At the Simons Institute, we have been pursuing the connection with machine learning vigorously over the last several years. Machine learning was closely connected with theory at its inception. Over the recent decades, as it has become a powerful tool in many disciplines, it has become urgent to understand machine learning algorithms from a theoretical perspective and answer questions such as: How can they be made robust to manipulation? Do they protect the privacy of the data on which they are trained? Are they fair? Are the results they produce explainable? What more are they capable of than what they are currently doing? I expect the partnership between theory and ML to be a very fruitful one for years to come, and the Simons Institute will actively foster this relationship.
 

What do you see as the particular challenges and opportunities for the Simons Institute in its second decade? And what is your vision for what you’d like to accomplish in your new role?

The theoretical computer science perspective is incredibly powerful and has been fruitfully brought to bear on many fields of inquiry.
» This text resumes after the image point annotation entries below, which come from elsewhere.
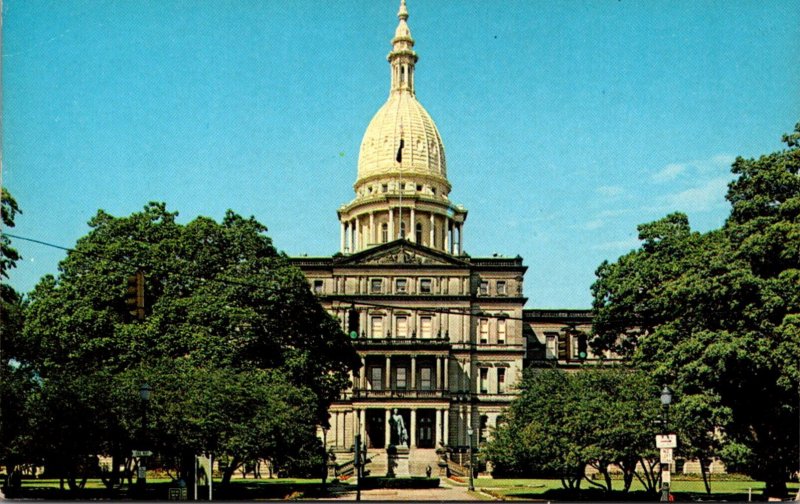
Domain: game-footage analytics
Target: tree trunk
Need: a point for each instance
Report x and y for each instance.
(232, 466)
(706, 476)
(776, 487)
The Simons Institute should continue to play a leading role in facilitating such bridge-building. We are already doing this vigorously. For example, in the last year we had a summer cluster on AI, Psychology, and Neuroscience and a workshop on Decoding Communication in Nonhuman Species. This year we are looking at machine learning and large language models from a theoretical perspective, asking: Can we build such systems to satisfy various normative societal goals? Theoretical computer science has had a brilliant track record over the last several decades in precisely this sort of thing, taking seemingly unquantifiable desiderata such as security, privacy, or fairness and providing an essential mathematical framework for reasoning about them. I expect that the program on LLMs and others in the future will continue this aspect of the contribution of TCS. Finally, and most importantly, the central mission of the Simons Institute is to help “recharge the font” — to continue to make progress on exciting questions at the core of theoretical computer science.